Nickles had asked the CBO what the programs could do to cut costs for Medicare beneficiaries and other patients.
Many employers, health insurers and benefits consultants are counting on expanded disease management programs to help control the United States’ skyrocketing medical costs.
“It is important to note that such programs could be worthwhile even if they did not reduce costs,” Douglas Holtz-Eakin, the CBO director, writes in a letter to Nickles.
For now, though, Holtz-Eakin writes, “there is insufficient evidence to conclude that disease management programs can generally reduce overall spending.”
Many of the studies that attempt to address the effects of disease management programs focus on intermediate measures, such as reductions in the number of return hospital visits, rather than effects on actual costs, Holtz-Eakin adds.
But Holtz-Eakin writes that even the studies that directly look at costs are flawed because they fail to deal with the effects of disease management programs on randomly selected groups of patients.

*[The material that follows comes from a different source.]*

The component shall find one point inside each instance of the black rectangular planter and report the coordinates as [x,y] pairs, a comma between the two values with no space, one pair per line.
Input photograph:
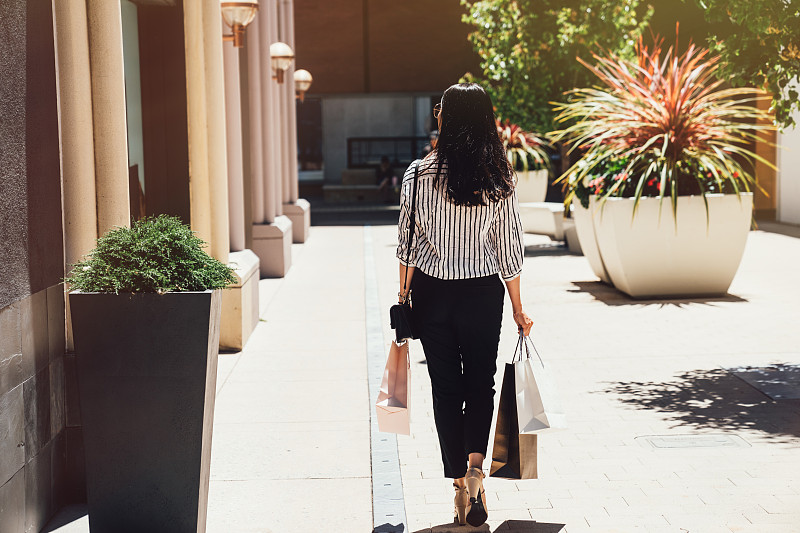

In the area of diabetes management, for example, “one widely cited study reports lower costs and utilization for patients enrolled in a disease management program at [a health maintenance organization]: $395 per member per month in average paid claims for patients in the program compared with $502 for other patients,” Holtz-Eakin writes. “
But the results of the program may have been biased because participation in the program was optional and the reported savings failed to include the cost of the disease management program, Holtz-Eakin argues.
Another study found that controlling HbA1c levels, an indicator of long-term blood sugar control, can save $685 to $950 per patient per year, but “patients who saw improvements in their HbA1c levels probably differed from other patients who did not in many other ways that would affect their health costs, so the reported results may have little to do with the effects of disease management,” Holtz-Eakin concludes.